If I'm doing a large list processing job via python natively that is CPU intensive, it also seems to slow other requests.
I'm wondering if there is a general class of work that will cause django/python to lock until it's finished. And if so, what are some best practices to avoid these issues?
Setting
WSGIApplicationGroup %{GLOBAL}
although advisable if using lxml, isn't going to solve performance issues. It protects against deadlocks and crashes due to lxml not being incompatible with sub interpreters. Thus completely different issue.As to performance, if you have many requests performing CPU intensive Python only code, then there will be some GIL contention, but that will only slow the throughput overall and not block concurrent requests which are also doing CPU intensive work. This is because the Python interpreter will cause control by a thread to be implicitly yielded every certain number of Python byte code instructions so that other threads can run.
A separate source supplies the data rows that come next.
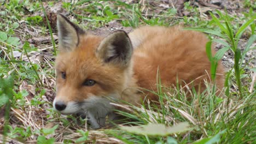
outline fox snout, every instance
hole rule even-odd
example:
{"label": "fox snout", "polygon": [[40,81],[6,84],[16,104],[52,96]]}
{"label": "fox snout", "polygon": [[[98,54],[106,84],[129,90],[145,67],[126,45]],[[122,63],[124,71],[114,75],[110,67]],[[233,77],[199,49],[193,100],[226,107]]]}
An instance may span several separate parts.
{"label": "fox snout", "polygon": [[79,102],[69,101],[67,103],[63,100],[57,100],[56,98],[54,100],[53,107],[63,115],[78,113],[80,109]]}

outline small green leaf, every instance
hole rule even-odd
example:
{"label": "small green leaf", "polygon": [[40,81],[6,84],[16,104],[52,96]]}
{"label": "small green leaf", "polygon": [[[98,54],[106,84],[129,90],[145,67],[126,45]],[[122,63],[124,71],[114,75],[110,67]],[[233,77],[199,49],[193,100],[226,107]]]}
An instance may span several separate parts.
{"label": "small green leaf", "polygon": [[47,140],[44,136],[39,136],[37,137],[38,144],[52,144],[54,143],[54,139],[50,138]]}
{"label": "small green leaf", "polygon": [[168,136],[166,141],[167,144],[178,144],[176,140],[171,136]]}
{"label": "small green leaf", "polygon": [[239,62],[241,58],[241,50],[239,49],[236,49],[235,52],[235,62]]}
{"label": "small green leaf", "polygon": [[55,129],[56,129],[58,128],[58,127],[59,125],[56,125],[50,129],[43,129],[42,130],[42,132],[44,135],[54,134],[54,130],[55,130]]}
{"label": "small green leaf", "polygon": [[7,103],[8,101],[8,96],[4,93],[1,94],[1,92],[0,92],[0,107]]}
{"label": "small green leaf", "polygon": [[[252,35],[249,38],[249,39],[248,40],[247,44],[246,44],[246,45],[245,47],[245,50],[243,51],[243,53],[242,54],[242,58],[241,59],[241,62],[242,62],[243,61],[243,59],[245,58],[246,53],[247,53],[247,52],[248,52],[249,51],[252,50],[252,49],[249,49],[249,48],[255,40],[256,40],[256,35],[255,34]],[[240,67],[241,67],[241,66],[242,66],[242,63],[241,63],[240,64]]]}
{"label": "small green leaf", "polygon": [[213,39],[212,40],[213,42],[216,42],[217,43],[220,43],[223,44],[225,47],[230,47],[230,46],[229,44],[226,43],[226,41],[224,41],[221,39]]}
{"label": "small green leaf", "polygon": [[206,55],[207,55],[209,61],[211,62],[212,60],[212,41],[209,41],[206,43]]}
{"label": "small green leaf", "polygon": [[226,78],[225,79],[225,83],[224,83],[224,86],[226,88],[226,90],[225,91],[225,94],[226,96],[229,97],[229,77],[230,76],[230,74],[231,73],[231,70],[230,70],[228,73],[227,73],[226,75]]}
{"label": "small green leaf", "polygon": [[225,52],[227,51],[229,49],[229,47],[224,47],[220,50],[219,50],[217,52],[216,54],[215,54],[214,56],[214,59],[217,61],[218,61],[222,58],[223,57],[224,55],[225,54]]}
{"label": "small green leaf", "polygon": [[220,28],[220,29],[223,32],[225,33],[226,34],[228,34],[228,30],[226,29],[226,28],[225,27],[224,27],[223,26],[223,25],[222,25],[222,24],[219,21],[219,19],[217,19],[216,17],[216,16],[215,16],[215,15],[213,14],[212,14],[212,13],[210,13],[210,15],[212,16],[212,19],[214,21],[215,23],[216,23],[218,25],[218,26],[219,26],[219,27]]}
{"label": "small green leaf", "polygon": [[4,41],[8,38],[7,34],[5,32],[0,32],[0,40]]}
{"label": "small green leaf", "polygon": [[200,140],[199,141],[196,141],[193,142],[193,144],[213,144],[219,142],[220,140],[220,136],[223,135],[226,130],[224,130],[219,132],[217,134],[214,135],[214,136],[211,137],[207,137],[203,139],[202,140]]}
{"label": "small green leaf", "polygon": [[243,25],[240,27],[239,29],[237,31],[237,32],[236,32],[236,36],[235,36],[235,38],[236,39],[240,39],[240,37],[242,35],[242,34],[245,31],[246,27],[247,27],[248,26],[251,25],[251,23],[252,23],[252,22],[255,20],[255,17],[253,17],[253,19],[243,23]]}
{"label": "small green leaf", "polygon": [[20,43],[20,39],[17,37],[9,37],[6,42],[14,46],[18,46]]}
{"label": "small green leaf", "polygon": [[20,25],[19,24],[19,23],[18,23],[16,22],[14,22],[13,23],[13,28],[14,28],[14,29],[16,29],[16,28],[18,28],[19,26],[20,26]]}
{"label": "small green leaf", "polygon": [[248,69],[253,71],[254,73],[256,73],[256,67],[253,67],[252,68],[248,68]]}

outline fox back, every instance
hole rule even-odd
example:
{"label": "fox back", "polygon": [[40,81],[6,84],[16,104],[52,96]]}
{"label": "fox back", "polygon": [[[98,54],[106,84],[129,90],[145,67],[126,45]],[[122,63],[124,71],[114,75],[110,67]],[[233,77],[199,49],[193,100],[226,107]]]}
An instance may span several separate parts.
{"label": "fox back", "polygon": [[[109,99],[135,105],[146,96],[155,100],[157,96],[139,88],[156,91],[158,76],[166,86],[177,80],[182,85],[193,81],[196,87],[203,80],[211,81],[205,48],[208,39],[201,33],[142,27],[129,35],[118,31],[103,38],[86,33],[61,15],[57,23],[60,52],[54,107],[65,115],[84,113],[94,128],[103,127],[106,116],[114,117]],[[220,64],[217,73],[223,73]],[[217,78],[222,88],[223,79]]]}

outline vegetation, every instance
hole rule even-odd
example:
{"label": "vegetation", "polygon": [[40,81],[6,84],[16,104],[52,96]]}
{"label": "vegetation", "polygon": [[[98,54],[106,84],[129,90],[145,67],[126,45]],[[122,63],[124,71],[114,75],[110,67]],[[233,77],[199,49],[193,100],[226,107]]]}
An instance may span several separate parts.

The bigger problem is where you are using a module which has a C extension component and it is doing CPU intensive long running tasks and what it is doing means it has to operate on Python data structures and so cannot release the GIL to allow other threads to run. In other words, C code which takes a long time and doesn't release the GIL locks out other threads.
If you are seeing this sort of problem, because Windows doesn't allow multi process Apache, you would have to use some sort of backend task queuing system which can farm out the actual work to separate processes somehow. On UNIX systems you would use Celery, or Redis Queue for that. What your options on Windows are I have no idea.